Emerging from the tempestuous Bay of Bengal in a maze of primeval mangroves, West Bengal stretches across the vast Ganges plain before abruptly rising towards the mighty ramparts of the Himalaya. This long, narrow state is India’s most densely populated and straddles a breadth of society and geography unmatched in the country. As the cradle of the Indian Renaissance and national freedom movement, erstwhile Bengal has long been considered the country’s cultural heartland, famous for its eminent writers, poets, artists, spiritualists and revolutionaries. Overshadowed perhaps by the reputation of its capital Kolkata (Calcutta), it is nonetheless surprising that this rich and diverse state receives so few foreign tourists.

In the World Heritage–listed Sunderbans, the Ganges delta hosts not only the world’s most extensive mangrove forest, but also the greatest population of the elusive Royal Bengal tiger. On the Ganges plains a calm ocean of green paddies surrounds bustling trading towns, mud-and-thatch villages, and vestiges of Bengal’s glorious and remarkable past: ornate, terracotta-tiled Hindu temples and monumental ruins of the Muslim nawabs (ruling princes).
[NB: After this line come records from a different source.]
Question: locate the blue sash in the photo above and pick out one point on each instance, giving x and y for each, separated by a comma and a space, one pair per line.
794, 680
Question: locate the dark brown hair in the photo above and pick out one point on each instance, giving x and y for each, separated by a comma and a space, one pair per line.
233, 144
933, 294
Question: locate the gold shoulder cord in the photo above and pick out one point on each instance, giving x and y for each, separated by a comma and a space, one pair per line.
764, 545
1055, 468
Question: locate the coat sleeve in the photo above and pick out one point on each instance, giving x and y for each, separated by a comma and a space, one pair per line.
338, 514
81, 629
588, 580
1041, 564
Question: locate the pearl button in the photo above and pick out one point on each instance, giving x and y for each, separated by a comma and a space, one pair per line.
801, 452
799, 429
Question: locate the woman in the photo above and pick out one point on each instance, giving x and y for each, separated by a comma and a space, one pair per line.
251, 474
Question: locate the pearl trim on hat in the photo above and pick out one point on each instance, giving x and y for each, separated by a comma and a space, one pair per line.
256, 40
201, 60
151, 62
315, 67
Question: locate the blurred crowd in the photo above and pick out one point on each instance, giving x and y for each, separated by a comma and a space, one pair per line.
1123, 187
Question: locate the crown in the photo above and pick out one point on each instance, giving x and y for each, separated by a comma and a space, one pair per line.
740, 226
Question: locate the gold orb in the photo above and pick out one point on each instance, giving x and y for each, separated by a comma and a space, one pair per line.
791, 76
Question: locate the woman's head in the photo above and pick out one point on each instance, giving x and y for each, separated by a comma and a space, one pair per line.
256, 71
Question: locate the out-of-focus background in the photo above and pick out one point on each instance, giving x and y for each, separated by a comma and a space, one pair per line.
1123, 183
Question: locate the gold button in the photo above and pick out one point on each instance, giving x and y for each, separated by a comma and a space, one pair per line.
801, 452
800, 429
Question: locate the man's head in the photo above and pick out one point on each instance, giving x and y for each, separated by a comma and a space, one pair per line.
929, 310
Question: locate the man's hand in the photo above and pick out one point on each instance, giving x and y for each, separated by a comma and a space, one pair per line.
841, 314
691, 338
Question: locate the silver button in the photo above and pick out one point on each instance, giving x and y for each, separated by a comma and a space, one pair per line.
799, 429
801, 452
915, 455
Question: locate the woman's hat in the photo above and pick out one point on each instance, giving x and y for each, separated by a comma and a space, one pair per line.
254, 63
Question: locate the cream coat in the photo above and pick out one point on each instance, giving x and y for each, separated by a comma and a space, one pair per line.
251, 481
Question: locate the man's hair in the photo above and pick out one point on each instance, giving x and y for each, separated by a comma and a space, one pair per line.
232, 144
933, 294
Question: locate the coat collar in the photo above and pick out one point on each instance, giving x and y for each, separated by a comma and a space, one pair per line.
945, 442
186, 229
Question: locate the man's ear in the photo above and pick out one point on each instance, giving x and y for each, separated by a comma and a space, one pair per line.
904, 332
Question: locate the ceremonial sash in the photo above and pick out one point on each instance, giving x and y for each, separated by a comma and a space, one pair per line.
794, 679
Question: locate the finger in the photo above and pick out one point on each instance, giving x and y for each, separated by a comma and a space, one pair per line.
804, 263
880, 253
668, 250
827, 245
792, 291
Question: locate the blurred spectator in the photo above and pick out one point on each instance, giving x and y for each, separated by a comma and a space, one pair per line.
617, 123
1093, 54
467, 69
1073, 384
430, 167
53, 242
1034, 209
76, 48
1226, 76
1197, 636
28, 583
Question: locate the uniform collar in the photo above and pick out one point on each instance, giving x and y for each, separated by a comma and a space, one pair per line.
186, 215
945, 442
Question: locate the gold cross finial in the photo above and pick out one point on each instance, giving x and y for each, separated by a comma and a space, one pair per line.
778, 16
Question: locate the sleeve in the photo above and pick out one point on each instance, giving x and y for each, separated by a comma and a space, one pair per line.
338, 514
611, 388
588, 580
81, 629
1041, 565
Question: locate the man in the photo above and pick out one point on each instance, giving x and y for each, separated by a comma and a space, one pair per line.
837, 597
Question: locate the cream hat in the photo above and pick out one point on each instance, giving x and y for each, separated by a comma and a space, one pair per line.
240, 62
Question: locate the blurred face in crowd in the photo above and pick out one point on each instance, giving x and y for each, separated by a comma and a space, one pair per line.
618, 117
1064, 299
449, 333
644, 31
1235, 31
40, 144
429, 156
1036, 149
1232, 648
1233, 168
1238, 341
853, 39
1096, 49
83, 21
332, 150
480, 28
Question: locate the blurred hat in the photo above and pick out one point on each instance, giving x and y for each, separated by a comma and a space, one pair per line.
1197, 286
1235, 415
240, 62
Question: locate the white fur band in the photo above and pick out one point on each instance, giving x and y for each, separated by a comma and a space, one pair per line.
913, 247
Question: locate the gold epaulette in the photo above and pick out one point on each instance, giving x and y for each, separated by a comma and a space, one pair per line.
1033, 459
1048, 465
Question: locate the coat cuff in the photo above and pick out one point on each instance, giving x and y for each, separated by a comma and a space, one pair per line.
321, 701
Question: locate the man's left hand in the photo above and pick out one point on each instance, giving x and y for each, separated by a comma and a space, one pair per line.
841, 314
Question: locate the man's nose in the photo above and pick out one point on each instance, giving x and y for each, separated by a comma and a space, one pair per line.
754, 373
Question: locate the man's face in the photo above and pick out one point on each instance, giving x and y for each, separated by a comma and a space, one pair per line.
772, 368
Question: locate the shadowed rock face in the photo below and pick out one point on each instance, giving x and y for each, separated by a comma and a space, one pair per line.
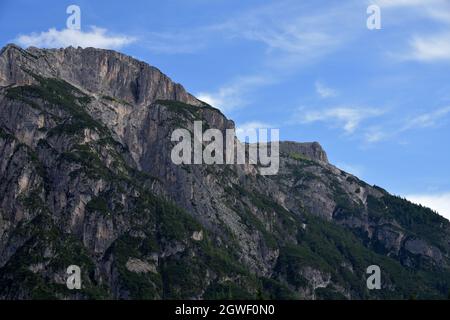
101, 72
86, 178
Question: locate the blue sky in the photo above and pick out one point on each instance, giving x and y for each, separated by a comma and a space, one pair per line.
377, 100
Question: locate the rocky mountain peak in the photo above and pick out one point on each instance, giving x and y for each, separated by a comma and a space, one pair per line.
312, 150
99, 71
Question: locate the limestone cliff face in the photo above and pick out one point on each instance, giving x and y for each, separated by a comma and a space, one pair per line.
86, 178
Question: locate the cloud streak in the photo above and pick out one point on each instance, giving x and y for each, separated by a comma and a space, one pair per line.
323, 91
347, 118
233, 95
95, 37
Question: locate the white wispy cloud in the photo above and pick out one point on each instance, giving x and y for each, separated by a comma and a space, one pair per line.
95, 37
429, 48
233, 95
426, 120
438, 202
324, 91
249, 129
425, 46
347, 118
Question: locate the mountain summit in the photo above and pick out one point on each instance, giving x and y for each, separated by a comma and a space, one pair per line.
86, 179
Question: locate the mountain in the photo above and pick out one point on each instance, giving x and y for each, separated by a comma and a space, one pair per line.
86, 179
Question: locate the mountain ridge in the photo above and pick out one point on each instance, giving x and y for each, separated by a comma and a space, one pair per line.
86, 169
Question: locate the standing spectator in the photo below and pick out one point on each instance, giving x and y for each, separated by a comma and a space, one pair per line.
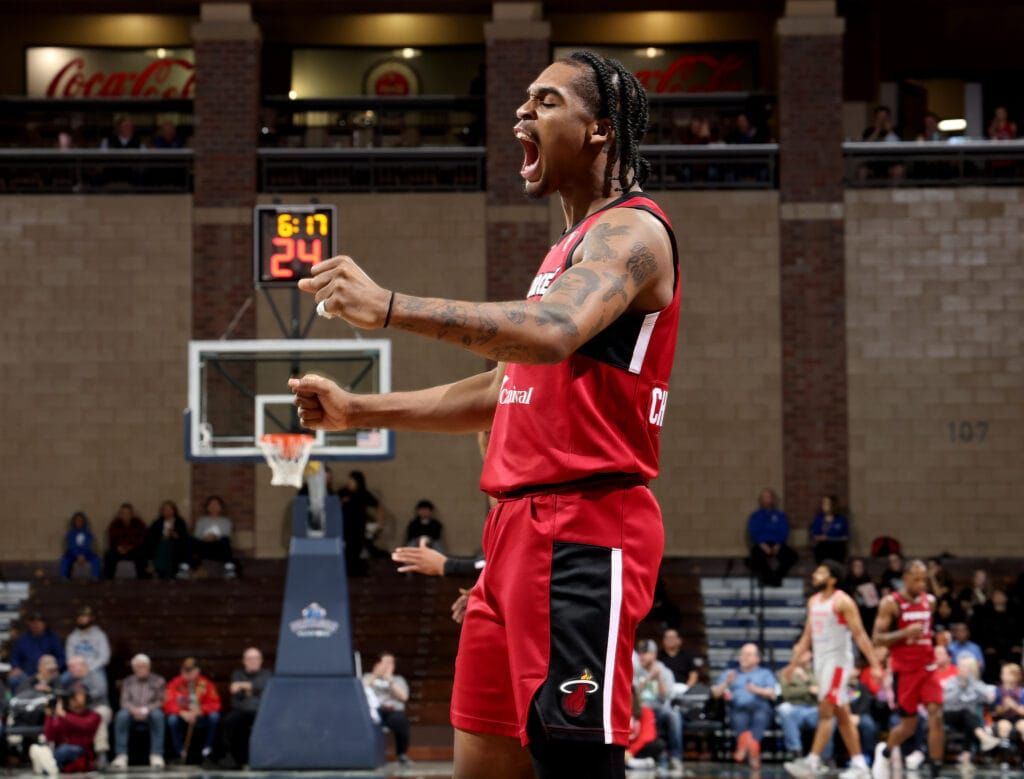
768, 528
72, 732
39, 640
167, 543
391, 692
126, 537
94, 684
677, 659
78, 547
89, 641
749, 693
424, 525
248, 684
141, 701
213, 535
829, 531
192, 702
654, 686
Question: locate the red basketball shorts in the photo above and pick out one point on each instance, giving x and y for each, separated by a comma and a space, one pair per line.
551, 621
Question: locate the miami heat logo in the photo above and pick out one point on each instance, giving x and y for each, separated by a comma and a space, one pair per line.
576, 692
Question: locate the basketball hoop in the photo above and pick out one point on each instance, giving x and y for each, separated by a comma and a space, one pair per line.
287, 453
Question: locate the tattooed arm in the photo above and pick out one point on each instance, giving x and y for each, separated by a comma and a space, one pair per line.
625, 263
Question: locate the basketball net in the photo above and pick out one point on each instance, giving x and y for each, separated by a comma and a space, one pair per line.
287, 453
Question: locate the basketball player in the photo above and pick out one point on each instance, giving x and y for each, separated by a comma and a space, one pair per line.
911, 654
833, 619
574, 405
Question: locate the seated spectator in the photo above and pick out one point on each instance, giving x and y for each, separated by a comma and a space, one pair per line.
799, 710
167, 543
391, 692
89, 641
126, 541
654, 683
964, 696
677, 659
141, 701
213, 535
94, 684
829, 531
1008, 711
37, 641
424, 525
78, 547
248, 684
749, 693
192, 699
72, 732
768, 528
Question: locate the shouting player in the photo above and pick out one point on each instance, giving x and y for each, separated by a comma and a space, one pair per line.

As the ground starts to rise, the famous Darjeeling Himalayan Railway begins its ascent to the cooler climes of former British hill stations. The train switches back and loops its way to Darjeeling, still a summer retreat and a quintessential remnant of the Raj. Here, amid Himalayan giants and renowned tea estates, lies a network of mountain trails. Along with the quiet, orchid-growing haven of nearby Kalimpong, once part of Bhutan, these mountain retreats offer a glimpse into the Himalayan cultures of Sikkim, Bhutan, Nepal and Tibet.